Верно. Верно, в Питере во всяк ляд ещё жить можно. А поди в окопах покрючься. Тут хоть десять, хоть двенадцать часов отработал, а под свою крышу спать иди.

— А вот нас и погонят скорой.

— А больше бастуем — так там и будем.

— А тут — кто за нас?

— Китайцы, кто!

— Кита-айцы? — первый раз работу покинул и обеими руками развёл поворотливый столяр. — А что они могут, китайцы? К какому станку?

— Обучат, — с чурбачка Малоземов. На его жизни кого не обучали.

— Да он и подсобником сразу слягет, китаец! — занозился, пронзился столяр. — Рази два китайца ваш ковш подымут, в литейке?

— Да ты сам — крупней ли китайца? — Созонт сверху.

— А я и не подымаю! — за рейсмус схватился опять столяр и за новые рейки. Он на сдельщине был, вот и гнал.

А остальным — невторопяху.

И знали же все, что собрание ждётся, и кто пойдёт на него, — а не касались, как мнил инженер уловить, послушать.

Самому начать? Как-то не выговаривалось.

Малоземов старыми понятливыми глазами поглядывал на инженера с чурбачка. Понимал, что тот пришёл за подсобием, но не туда разговор шёл.

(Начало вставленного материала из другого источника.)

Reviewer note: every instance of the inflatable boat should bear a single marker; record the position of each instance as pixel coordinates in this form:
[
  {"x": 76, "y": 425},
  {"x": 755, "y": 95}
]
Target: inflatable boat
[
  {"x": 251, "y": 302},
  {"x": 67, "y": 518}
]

Разговор барахтался, барахтался, и так просидел Дмитриев между ними полчаса, не утвердясь, а ослабясь. Вот — чем жили они, и какая была надежда, что пятьсот рук да схватятся за траншейную пушку?

Только уже когда позвали, крикнули, и сдвинулись — Евдоким Иваныч в литейке взял инженера за локоть, и сочувственно, как давеча о бабе своей и о коровах в Михаиле Архангеле:

— Главно, Митрич, говори смело, как агитаторы. Не давай перебивать. Крикнут — а ты им. Мы, рабочие, видишь, в таком положении — ни порознь один. Мы как камень единый: или все в энтот бок, или в тот. Расколоться нам — не дадено. Брать — только всех до единого. Вот так и бери.